The Operator Spectrum of the Six-dimensional (1,0) Theory

TL;DR

This work uses AdS/CFT to determine the protected operator spectrum of the six-dimensional $(1,0)$ theory with $E_8$ symmetry by mapping to the Kaluza-Klein spectrum on $AdS_7 \times S^4/Z_2$. It develops an oscillator framework for $OSp(6,2|2)$ to classify short multiplets and matches bulk KK modes to boundary operators, including both bulk and $E_8$ twisted-sector states. The analysis reveals how orbifolding introduces new short and long multiplets, clarifies the role of doubletons, and describes how the twisted sector encodes $E_8$ currents and moduli.
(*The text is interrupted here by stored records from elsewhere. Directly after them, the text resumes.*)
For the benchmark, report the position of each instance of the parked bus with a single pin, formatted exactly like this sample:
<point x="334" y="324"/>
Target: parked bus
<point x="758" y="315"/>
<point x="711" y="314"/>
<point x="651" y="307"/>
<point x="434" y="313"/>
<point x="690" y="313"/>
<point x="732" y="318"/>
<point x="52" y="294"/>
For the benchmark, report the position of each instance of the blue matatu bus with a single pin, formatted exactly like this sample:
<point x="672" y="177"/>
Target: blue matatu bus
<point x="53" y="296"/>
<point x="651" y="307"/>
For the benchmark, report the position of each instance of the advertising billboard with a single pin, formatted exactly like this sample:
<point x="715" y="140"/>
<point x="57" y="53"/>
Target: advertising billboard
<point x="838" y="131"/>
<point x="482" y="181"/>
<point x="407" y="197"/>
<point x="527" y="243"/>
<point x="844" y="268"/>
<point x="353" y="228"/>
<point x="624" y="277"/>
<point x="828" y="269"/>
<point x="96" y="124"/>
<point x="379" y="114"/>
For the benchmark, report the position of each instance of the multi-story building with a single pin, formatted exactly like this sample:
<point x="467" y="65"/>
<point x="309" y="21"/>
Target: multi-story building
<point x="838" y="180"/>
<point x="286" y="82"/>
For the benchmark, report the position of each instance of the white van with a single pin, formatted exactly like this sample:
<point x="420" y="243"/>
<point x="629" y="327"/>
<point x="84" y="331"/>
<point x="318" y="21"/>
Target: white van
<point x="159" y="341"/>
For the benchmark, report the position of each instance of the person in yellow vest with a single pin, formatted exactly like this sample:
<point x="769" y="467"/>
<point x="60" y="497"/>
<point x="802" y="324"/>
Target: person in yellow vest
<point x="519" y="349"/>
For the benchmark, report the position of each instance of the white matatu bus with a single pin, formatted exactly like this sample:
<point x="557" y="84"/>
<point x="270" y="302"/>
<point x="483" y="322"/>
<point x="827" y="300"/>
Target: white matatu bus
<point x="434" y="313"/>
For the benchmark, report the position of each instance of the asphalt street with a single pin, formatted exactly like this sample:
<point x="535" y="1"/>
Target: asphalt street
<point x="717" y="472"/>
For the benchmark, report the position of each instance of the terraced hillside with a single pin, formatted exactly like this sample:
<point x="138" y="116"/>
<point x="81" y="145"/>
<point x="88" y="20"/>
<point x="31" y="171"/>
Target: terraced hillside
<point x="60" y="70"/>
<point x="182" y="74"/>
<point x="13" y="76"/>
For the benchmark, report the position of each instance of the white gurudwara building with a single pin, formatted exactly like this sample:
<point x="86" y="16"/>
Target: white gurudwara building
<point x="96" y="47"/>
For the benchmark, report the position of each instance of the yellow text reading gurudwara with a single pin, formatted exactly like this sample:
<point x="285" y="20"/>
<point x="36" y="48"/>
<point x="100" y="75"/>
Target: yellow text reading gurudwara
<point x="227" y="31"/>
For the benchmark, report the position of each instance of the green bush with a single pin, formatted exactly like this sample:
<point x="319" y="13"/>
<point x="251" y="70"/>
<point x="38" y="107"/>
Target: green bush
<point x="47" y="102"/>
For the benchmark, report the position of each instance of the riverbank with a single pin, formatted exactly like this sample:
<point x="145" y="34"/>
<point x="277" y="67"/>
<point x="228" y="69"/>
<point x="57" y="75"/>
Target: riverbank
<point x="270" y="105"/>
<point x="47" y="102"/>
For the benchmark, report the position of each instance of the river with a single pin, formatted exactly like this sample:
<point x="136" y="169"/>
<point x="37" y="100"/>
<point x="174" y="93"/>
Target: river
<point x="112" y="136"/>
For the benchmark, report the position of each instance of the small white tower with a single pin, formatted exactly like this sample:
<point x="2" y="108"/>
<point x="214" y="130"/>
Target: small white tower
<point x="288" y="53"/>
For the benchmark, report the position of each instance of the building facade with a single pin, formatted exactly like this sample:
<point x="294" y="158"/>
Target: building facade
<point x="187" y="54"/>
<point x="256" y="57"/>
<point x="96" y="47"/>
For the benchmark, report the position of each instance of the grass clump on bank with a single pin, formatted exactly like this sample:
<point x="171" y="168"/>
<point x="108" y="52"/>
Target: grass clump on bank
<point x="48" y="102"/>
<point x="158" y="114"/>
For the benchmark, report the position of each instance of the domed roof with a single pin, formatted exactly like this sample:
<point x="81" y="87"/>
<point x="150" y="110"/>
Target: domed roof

The results provide a concrete spectral organization for the $(1,0)$ theory, highlighting the interplay between bulk supergravity, boundary operators, and orbifold-induced structure with implications for Coulomb/Higgs branch dynamics.

Abstract

We study the large N operator spectrum of the (1,0) superconformal chiral six-dimensional theory with E_8 global symmetry. This spectrum is dual to the Kaluza-Klein spectrum of supergravity on AdS_7 X S^4/Z_2 with a ten-dimensional E_8 theory at its singular locus. We identify those operators in short multiplets of OSp(6,2|2), whose dimensions are exact for any N. We also discuss more general issues concerning AdS/CFT duality on orbifold supergravity backgrounds.